These Staffordshire china dogs are bold and colourful, even if they look crudely finished. They belonged to Benjamin Wood, originally from Ireland who arrived in the Bay of Islands with his family on the Westminster 17 March 1840 to be Chief Constable. He had 6 policemen and members of the 99th Regiment to help him establish law and order.
After the evacuation of the town in 1845 he went to Auckland but returned the following year staying until 1853. He moved back to Auckland to be court bailiff until his retirement in 1860. He died in 1870 and was buried in Symonds Street cemetery. As part of the Police centenary celebrations his grave stone was restored and a plaque unveiled to honour this country’s first policeman. The ceremony ended with the piping of an Irish jig.

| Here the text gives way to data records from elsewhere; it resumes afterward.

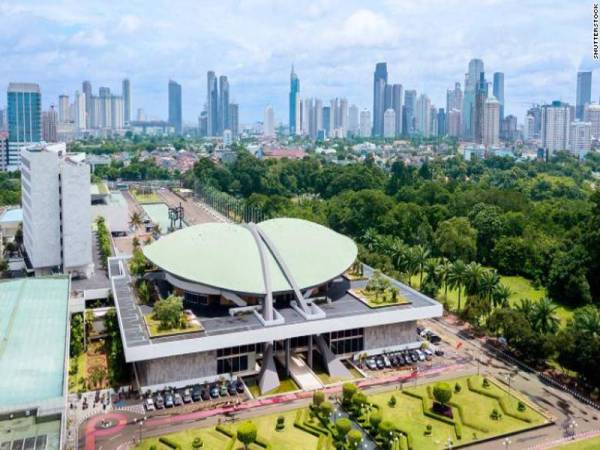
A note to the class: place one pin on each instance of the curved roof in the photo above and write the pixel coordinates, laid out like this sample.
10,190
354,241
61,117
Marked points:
227,256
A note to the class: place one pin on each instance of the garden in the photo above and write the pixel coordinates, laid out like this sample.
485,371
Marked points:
428,417
379,292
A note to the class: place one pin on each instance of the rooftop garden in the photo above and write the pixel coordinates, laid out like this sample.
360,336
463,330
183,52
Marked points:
168,318
463,410
379,292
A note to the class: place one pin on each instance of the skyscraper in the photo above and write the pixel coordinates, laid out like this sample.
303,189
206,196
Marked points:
556,119
498,91
408,111
472,80
223,103
212,104
389,123
397,93
126,93
379,85
269,124
584,93
365,123
423,115
86,88
294,91
24,101
234,119
175,109
353,121
491,122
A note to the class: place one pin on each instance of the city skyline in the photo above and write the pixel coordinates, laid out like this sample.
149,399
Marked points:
539,66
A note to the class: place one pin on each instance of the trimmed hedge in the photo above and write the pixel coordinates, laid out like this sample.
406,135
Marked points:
171,443
504,405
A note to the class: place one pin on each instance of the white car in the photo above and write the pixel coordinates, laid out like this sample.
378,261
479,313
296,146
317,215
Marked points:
149,404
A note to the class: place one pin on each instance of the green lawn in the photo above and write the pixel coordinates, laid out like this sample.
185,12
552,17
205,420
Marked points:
290,437
520,287
146,198
586,444
286,385
408,415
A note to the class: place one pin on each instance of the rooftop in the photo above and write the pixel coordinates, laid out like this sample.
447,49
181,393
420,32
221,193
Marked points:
33,326
226,256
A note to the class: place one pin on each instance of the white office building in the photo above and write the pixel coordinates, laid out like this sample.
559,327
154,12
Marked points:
491,122
580,137
389,123
555,127
365,123
56,210
269,126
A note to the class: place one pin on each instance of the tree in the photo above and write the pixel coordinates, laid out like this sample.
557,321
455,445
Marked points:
168,312
455,238
135,220
457,278
343,427
442,392
543,316
246,433
354,438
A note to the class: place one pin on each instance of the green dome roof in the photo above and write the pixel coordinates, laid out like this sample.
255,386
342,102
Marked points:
227,256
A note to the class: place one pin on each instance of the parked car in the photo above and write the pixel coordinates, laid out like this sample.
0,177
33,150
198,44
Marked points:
232,388
223,390
177,399
196,393
149,404
239,387
371,364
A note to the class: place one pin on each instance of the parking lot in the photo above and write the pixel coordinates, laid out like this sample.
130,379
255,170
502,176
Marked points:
207,394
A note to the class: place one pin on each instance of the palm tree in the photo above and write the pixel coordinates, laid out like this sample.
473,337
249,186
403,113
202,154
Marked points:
473,276
544,319
135,220
444,270
456,278
421,254
500,296
488,284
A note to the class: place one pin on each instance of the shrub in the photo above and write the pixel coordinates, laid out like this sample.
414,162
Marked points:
392,401
280,423
348,390
326,409
246,433
343,427
375,420
442,393
354,438
318,398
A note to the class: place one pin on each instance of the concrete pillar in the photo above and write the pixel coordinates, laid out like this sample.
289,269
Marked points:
287,357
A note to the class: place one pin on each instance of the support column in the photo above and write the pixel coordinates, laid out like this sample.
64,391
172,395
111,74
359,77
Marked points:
287,358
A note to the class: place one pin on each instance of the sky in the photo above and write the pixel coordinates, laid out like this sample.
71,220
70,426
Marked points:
333,44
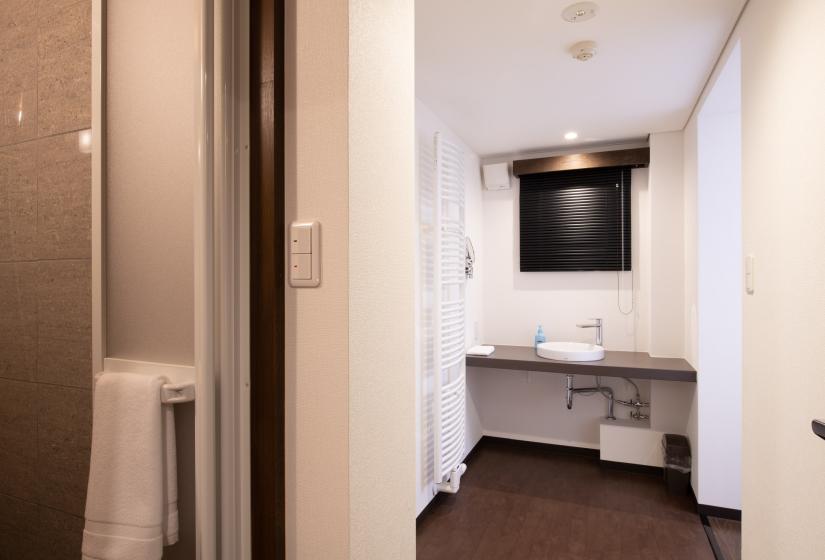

There is a family story that the dogs were presented to Benjamin by Governor Hobson. China dogs were produced in Staffordshire mainly between 1820-50. They were often in pairs with a flat side, so they went each end of the mantelshelf. Spaniels, like our pair were common, but hunting dogs like greyhound, pointers and setters were also popular. Our dogs stand on a pink cushion base decorated with green leaves. Their coats are curly and they gaze out with rather a vacant stare. A great-great-grandson brought them to the museum as he felt this is where Benjamin first did his policing in New Zealand. Sadly the family do not have a photo of him.
Benjamin would no doubt have used truncheon and a bull’s eye lantern for night patrol – the Museum has examples on display. At the Russell Police Station just inside the front gate a plaque to remember the beginning of policing in New Zealand was placed in 1990.
Benjamin’s dogs have pride of place among our china collection.